Probabilmente si. Tanti di questi bambini, vivono un po’ distanti
dai tantissimi condizionamenti che la società del consumismo mette
in atto in tutto il mondo. Qualche regione del mediterraneo, conserva
ancora delle identità particolari, che in tanti altri luoghi sono
andate perse. Ho cominciato a fare dei provini per trovare bambini per
un nuovo film a Roma. Dopo due settimane di ricerca, mi sono trasferito
a Reggio Calabria, perché non riuscivo a trovare dei protagonisti
che mi dessero il senso di quello che volevo raccontare e qui ho fatto
cinquemila provini, ma alla fine ho trovato le facce giuste e lo spirito
che cercavo era proprio quello lì. Ci sono dei posti che hanno
sicuramente minor benessere, ma hanno mantenuto intatto qualcosa di vero,
di grande.
Come è ricaduta la scelta su Vittoria Belvedere come
protagonista?
Volevo rappresentare una donna sofisticata milanese, che avesse vissuto
un grosso trauma, e che per tale ragione andasse a vivere in un paesino,
trasformandosi. Lei aveva le caratteristiche giuste e mi è sembrata
molto vicina al personaggio del film. Anche perché proviene da
una famiglia popolare, il padre è muratore e la madre è
casalinga ed ha avuto un’infanzia semplice, in più i suoi
genitori sono calabresi e quindi lei sa capire la mentalità e la
cultura di quella terra. Inoltre sul set è molto professionale,
puntuale e sempre preparatissima.
Vederla al cinema, dopo tanta televisione, è una scoperta?

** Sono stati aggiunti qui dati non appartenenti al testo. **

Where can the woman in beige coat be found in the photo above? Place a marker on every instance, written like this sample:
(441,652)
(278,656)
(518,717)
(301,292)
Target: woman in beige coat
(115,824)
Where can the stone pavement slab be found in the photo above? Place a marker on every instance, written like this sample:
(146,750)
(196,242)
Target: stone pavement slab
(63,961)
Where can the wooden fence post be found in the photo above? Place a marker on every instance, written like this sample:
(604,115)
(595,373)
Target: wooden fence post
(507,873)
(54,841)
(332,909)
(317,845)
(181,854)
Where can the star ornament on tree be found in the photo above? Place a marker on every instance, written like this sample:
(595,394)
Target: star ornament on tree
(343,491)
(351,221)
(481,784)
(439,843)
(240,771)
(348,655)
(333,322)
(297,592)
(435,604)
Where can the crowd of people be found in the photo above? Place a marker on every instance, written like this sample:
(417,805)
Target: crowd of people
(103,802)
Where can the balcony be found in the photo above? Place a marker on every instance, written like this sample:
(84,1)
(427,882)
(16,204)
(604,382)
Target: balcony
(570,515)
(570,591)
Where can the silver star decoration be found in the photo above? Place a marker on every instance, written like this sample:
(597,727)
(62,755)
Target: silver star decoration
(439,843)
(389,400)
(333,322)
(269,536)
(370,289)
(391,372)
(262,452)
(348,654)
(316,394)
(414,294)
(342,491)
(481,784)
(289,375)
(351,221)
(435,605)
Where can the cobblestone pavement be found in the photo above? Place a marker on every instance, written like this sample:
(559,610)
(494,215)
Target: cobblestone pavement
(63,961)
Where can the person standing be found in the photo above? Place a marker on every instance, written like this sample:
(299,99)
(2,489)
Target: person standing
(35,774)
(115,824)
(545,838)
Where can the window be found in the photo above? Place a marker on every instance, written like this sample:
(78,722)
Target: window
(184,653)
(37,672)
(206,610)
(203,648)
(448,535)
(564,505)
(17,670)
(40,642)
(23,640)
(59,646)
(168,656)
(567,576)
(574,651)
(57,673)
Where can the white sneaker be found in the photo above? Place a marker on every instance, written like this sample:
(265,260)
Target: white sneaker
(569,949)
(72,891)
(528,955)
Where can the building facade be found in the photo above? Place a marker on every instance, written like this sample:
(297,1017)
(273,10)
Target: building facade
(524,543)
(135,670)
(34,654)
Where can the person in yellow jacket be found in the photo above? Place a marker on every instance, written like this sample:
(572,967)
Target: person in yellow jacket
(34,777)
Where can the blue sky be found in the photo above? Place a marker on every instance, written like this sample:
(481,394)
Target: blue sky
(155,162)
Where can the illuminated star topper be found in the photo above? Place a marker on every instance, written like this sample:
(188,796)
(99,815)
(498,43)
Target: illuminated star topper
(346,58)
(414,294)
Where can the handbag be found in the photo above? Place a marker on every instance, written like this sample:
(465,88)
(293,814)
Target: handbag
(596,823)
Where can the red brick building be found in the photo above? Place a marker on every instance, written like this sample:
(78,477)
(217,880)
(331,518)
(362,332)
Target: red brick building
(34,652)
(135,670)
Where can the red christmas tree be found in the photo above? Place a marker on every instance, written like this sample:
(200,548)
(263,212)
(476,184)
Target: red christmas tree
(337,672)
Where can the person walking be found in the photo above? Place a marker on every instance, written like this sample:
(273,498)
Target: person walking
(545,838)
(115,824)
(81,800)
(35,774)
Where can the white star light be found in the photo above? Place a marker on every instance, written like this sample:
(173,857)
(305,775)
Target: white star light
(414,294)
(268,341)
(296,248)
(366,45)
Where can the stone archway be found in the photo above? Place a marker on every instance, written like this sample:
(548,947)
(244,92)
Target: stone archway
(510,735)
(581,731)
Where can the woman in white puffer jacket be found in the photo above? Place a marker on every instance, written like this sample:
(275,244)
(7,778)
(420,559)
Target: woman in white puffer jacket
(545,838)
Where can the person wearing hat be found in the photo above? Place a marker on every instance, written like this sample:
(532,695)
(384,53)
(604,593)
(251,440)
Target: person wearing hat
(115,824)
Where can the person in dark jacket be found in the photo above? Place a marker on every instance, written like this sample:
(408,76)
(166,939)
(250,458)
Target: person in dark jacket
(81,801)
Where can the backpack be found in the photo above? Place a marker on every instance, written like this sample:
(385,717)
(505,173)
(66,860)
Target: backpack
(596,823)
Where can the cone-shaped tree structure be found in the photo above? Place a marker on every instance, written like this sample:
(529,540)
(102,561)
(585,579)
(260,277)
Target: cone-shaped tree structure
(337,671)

Si, tantissime persone che l’hanno vista dicono che è splendida,
una delle sue migliore interpretazioni in assoluto. Degli amici americani
mi hanno chiesto dove avessi trovato questa attrice meravigliosa, perché
non la conoscevano. Chi l’aveva vista sul piccolo schermo, si aspettava
la Belvedere delle fiction, ma lei invece, li ha sorpresi perché,
essendo una grande attrice, è riuscita a cambiare. È stata
una scommessa che ho fatto e penso di averla vinta alla grande.
I suoi prossimi impegni, c’è sempre il cinema?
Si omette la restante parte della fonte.